When time permits, Dr. Wood and his team also provide consultations, in clinic or at the bedside, for pre-cardiac surgery patients, pre-lung and liver transplant patients, and some patients confined to the Intensive Care Units (ICU).

"People don't think very much about the teeth until they have a problem," says Dr. Irish. "But it's so critical to have a good foundation when you think about recreating a jaw or maxilla after surgery and after the removal of cancer.

"So I view the service Bob and his team provide as foundational to having a great cancer program."

Dr. Wood credits the team of dentists, dental assistants, hygienists, dental technicians and front desk staff with maintaining a high standard of care under high-pressure circumstances.

"The reality is we are caring for a greater and greater number of people who are really sick," Dr. Wood says. "Every week there's a potential disaster.

"So there are times you're in a situation that you weren't taught in dental school and you have to be able to adapt and learn on the job and that's the part I enjoy."

A new chapter

While he continues to have a strong desire to take on challenging cases and mentor students, he says he's happy to ditch the administrative duties that come with being head of the department to have more freedom and time to sink his teeth into other things.

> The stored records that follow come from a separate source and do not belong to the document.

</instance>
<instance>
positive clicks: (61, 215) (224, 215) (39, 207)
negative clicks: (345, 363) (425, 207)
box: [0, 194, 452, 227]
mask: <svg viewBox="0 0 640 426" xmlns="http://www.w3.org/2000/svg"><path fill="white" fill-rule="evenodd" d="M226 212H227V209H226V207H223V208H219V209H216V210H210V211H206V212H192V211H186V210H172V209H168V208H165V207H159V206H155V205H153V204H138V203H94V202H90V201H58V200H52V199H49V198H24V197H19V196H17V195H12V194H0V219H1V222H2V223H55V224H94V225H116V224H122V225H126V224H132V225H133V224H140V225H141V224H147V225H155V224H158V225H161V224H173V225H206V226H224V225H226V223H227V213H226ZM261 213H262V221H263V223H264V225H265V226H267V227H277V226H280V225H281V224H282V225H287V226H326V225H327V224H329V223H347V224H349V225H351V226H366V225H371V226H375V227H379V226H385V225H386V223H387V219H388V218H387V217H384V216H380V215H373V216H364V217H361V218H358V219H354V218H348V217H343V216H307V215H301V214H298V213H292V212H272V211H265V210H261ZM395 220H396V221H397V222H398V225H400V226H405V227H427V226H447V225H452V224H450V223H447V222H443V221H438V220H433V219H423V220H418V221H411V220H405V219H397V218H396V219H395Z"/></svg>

Dr. Wood's schedule is already filling up quickly. He will work on transitioning in a new department head and institute a researcher-training module for younger staff. He's also volunteering his time to supervise the work of several graduate and PhD students, and continuing his work with the Accreditation Council.

In his personal life, he's looking forward to spending more time with his wife Joan, their daughter, and his Nova Scotia Duck Tolling Retriever, Huckleberry, "who's like a genius and who I love more than life itself."

When asked what impact he hopes he's had on the clinic, he replies with the humour and care he's known for.

"Generally everybody hates the dentist," he says. "But as a cancer patient, first you're told you have this terrible disease and then we say, 'oh by the way you also have to go see a dentist.' As if we couldn't make things miserable enough!

"But despite all that when they come to our department they usually leave with a smile on their face and feeling better than when they came in. It is a testament to the team that will take over the duties of the department.